Il punteggio premia l’attivismo amministrativo e la stesura di protocolli. Messina ne esce bene perché, negli ultimi anni, ha avviato riforme strutturali (come i piani sulla mobilità sostenibile o la digitalizzazione) che attribuiscono punti preziosi secondo i rigidi parametri del report. In sintesi, la classifica non decreta che Messina sia un paradiso terrestre, ma certifica che la città sta formalmente “spuntando le caselle” giuste nei registri internazionali delle politiche urbane.
Il paradosso: la città felice che perde i suoi figli
La dissonanza tra i numeri dell’Happy City Index e la realtà quotidiana è accecante, soprattutto di fronte all’inarrestabile spopolamento. Come può una città “felice” svuotarsi a un ritmo così drammatico?
La risposta risiede nell’elefante nella stanza che indici come questo non riescono a soppesare: il tessuto economico e il mercato del lavoro locale. I dati Istat raccontano una storia diversa e cruda: in un decennio (dal 2012 in poi), circa 35.000 giovani under 40 hanno lasciato Messina per cercare un futuro altrove.
Il paradosso si spiega facilmente: un giovane non resta a Messina perché c’è un’ottima pista ciclabile o perché l’amministrazione ha adottato una politica green, ma parte perché manca l’occupazione stabile e l’opportunità di costruire una vita indipendente. Classifiche più orientate all’economia reale, come quella del Sole 24 Ore, continuano infatti a fotografare una provincia ferma al palo.
Le responsabilità della politica: in cosa ha mancato l’amministrazione
Questo esodo continuo rappresenta la grande sconfitta delle ultime amministrazioni, dal mandato di Cateno De Luca fino all’attuale sindaco Federico Basile. Se da un lato il Palazzo si è mosso con energia, svecchiando procedure e puntando su grandi eventi per rilanciare l’immagine della città, dall’altro ha mancato proprio sulla sostanza economica.
Le criticità e le mancanze evidenziate da sindacati e osservatori locali si concentrano su punti specifici:
- La “città dei balocchi” vs. la vita reale: c’è un’accusa ricorrente all’amministrazione di concentrarsi su una narrazione spettacolare (grandi concerti, piazze piene) che però maschera i vuoti strutturali di un’economia che ristagna.

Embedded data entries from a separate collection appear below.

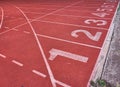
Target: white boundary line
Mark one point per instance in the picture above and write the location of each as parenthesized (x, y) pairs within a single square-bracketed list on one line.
[(1, 17), (97, 71)]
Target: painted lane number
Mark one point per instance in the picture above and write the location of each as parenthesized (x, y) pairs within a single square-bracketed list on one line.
[(103, 14), (96, 37), (99, 22), (55, 52)]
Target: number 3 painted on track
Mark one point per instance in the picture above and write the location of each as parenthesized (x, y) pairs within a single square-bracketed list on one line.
[(99, 22), (96, 37)]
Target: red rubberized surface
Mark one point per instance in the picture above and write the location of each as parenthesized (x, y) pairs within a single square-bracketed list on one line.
[(67, 33)]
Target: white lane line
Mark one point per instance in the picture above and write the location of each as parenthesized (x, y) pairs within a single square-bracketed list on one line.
[(2, 17), (26, 32), (6, 27), (70, 15), (62, 84), (39, 43), (40, 48), (63, 40), (3, 56), (15, 29), (17, 63), (100, 28), (39, 73)]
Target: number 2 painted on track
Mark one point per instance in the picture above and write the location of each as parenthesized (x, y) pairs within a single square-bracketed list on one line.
[(96, 37), (99, 22), (55, 52)]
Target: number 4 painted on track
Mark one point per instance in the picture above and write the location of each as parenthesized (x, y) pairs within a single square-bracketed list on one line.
[(55, 52)]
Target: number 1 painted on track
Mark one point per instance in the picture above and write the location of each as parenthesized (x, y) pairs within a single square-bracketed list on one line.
[(55, 52)]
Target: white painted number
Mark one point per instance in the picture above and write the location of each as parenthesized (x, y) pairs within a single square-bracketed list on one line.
[(96, 37), (104, 9), (99, 22), (55, 52), (100, 14)]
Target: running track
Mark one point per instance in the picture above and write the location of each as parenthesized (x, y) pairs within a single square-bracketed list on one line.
[(52, 43)]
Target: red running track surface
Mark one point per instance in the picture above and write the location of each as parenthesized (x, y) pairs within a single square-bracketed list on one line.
[(63, 47)]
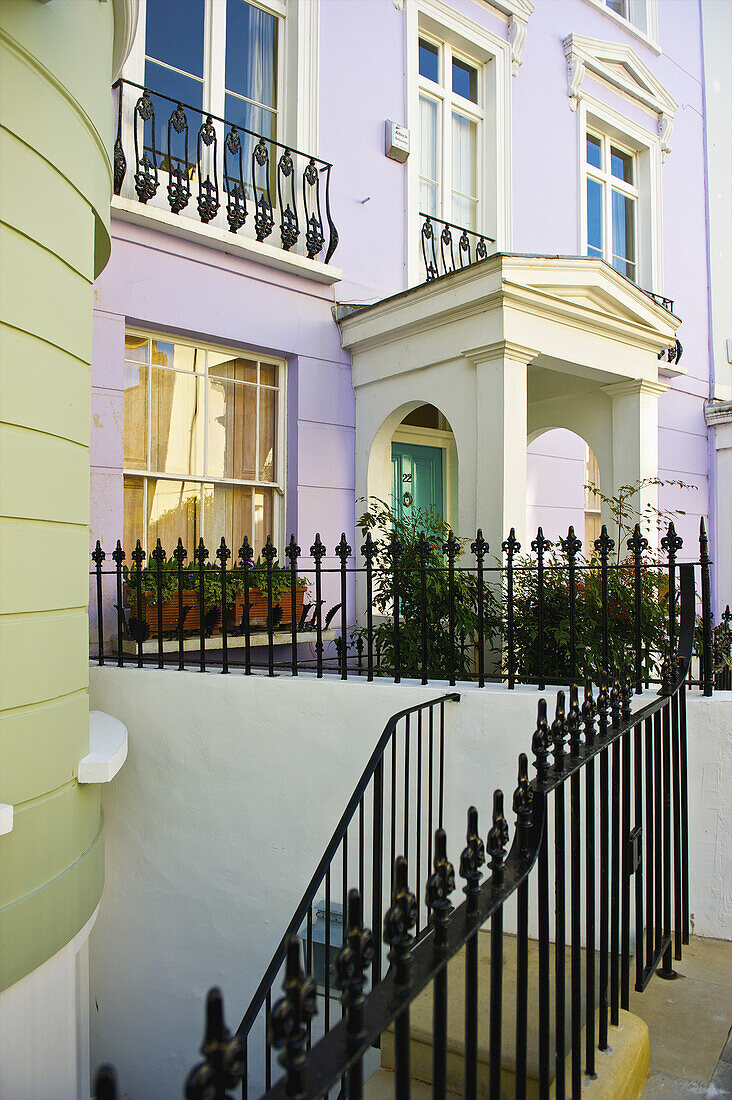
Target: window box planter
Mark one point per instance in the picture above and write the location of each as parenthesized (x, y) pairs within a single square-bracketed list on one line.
[(170, 608), (258, 606)]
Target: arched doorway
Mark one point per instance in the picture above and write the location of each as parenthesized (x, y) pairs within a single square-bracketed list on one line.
[(563, 486)]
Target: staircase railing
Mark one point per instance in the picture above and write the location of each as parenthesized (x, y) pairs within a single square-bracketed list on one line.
[(406, 765)]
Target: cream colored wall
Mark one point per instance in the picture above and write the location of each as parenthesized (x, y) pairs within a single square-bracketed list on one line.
[(56, 130)]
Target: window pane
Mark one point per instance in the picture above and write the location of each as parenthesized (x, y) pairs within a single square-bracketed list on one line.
[(227, 514), (621, 164), (623, 232), (268, 438), (221, 365), (176, 422), (135, 348), (133, 521), (428, 61), (173, 514), (593, 151), (251, 53), (135, 417), (465, 80), (428, 139), (465, 160), (263, 518), (182, 356), (231, 430), (174, 33), (593, 218)]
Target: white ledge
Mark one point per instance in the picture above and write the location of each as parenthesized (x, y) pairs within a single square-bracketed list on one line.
[(107, 749), (259, 252)]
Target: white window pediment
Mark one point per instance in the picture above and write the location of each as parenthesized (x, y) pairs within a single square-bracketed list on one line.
[(620, 66)]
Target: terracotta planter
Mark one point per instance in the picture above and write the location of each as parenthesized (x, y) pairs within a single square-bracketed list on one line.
[(190, 622), (258, 607)]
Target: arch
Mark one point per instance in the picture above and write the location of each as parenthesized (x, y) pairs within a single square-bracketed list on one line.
[(394, 429), (559, 464)]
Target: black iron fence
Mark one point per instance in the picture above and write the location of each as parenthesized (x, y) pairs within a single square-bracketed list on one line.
[(451, 246), (600, 843), (433, 611), (227, 171)]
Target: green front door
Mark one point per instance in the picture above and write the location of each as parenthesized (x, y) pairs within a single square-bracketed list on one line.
[(416, 479)]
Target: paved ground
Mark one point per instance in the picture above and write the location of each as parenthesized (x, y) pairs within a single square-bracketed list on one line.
[(689, 1021)]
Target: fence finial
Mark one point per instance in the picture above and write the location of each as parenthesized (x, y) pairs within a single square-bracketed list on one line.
[(291, 1015), (222, 1067), (498, 837), (541, 744), (523, 804), (401, 917), (472, 858), (353, 960), (440, 886), (588, 712)]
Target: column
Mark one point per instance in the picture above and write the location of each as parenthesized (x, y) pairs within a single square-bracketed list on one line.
[(634, 414), (500, 497)]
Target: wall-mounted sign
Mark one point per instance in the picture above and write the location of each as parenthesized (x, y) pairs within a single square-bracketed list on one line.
[(396, 141)]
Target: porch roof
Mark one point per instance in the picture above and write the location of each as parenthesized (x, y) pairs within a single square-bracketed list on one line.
[(577, 314)]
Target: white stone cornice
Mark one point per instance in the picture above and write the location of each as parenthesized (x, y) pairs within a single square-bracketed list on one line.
[(635, 386), (620, 66), (500, 350)]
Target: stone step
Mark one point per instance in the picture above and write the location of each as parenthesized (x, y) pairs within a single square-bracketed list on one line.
[(422, 1025)]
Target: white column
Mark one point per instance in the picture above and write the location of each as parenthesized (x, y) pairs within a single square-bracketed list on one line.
[(635, 441), (719, 418), (500, 498)]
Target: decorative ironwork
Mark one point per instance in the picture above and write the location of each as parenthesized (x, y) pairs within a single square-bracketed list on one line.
[(224, 1065), (222, 155), (446, 263)]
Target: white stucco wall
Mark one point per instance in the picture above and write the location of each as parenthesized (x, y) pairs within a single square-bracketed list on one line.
[(230, 792)]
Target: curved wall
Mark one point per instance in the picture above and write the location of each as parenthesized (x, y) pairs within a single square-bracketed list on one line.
[(55, 176)]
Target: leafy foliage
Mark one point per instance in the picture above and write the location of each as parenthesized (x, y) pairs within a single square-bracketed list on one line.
[(423, 615)]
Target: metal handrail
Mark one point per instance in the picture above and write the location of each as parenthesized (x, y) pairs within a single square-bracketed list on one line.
[(326, 860)]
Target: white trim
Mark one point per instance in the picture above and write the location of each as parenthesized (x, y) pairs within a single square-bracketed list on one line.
[(107, 749), (494, 55), (647, 36), (637, 83), (647, 147)]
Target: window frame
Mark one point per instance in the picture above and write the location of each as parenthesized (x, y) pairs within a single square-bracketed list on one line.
[(450, 102), (596, 118), (610, 183), (277, 486), (434, 20)]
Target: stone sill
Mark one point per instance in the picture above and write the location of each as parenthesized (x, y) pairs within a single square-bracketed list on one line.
[(246, 248)]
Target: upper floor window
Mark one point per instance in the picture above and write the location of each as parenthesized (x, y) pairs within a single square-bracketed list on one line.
[(450, 134), (203, 443), (612, 195), (217, 55)]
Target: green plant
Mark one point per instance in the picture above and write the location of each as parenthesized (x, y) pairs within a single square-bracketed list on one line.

- Incapacità di generare lavoro: le politiche adottate non si sono trasformate in un reale volano occupazionale, lasciando il territorio incapace di attrarre investimenti in grado di arginare la fuga dei talenti.
- Mancanza di una visione per chi resta: non essere riusciti a bloccare l’emorragia demografica dimostra che le priorità di spesa e di intervento si sono sganciate dai bisogni primari dei giovani cittadini.
L’Happy City Index restituisce quindi la fotografia di un’amministrazione in grado di intercettare fondi e scrivere buone policy formali, ma l’impatto sul suolo racconta un’altra verità: finché a Messina mancherà il pane dell’opportunità lavorativa, i sorrisi statistici non basteranno a trattenere chi ha voglia di futuro.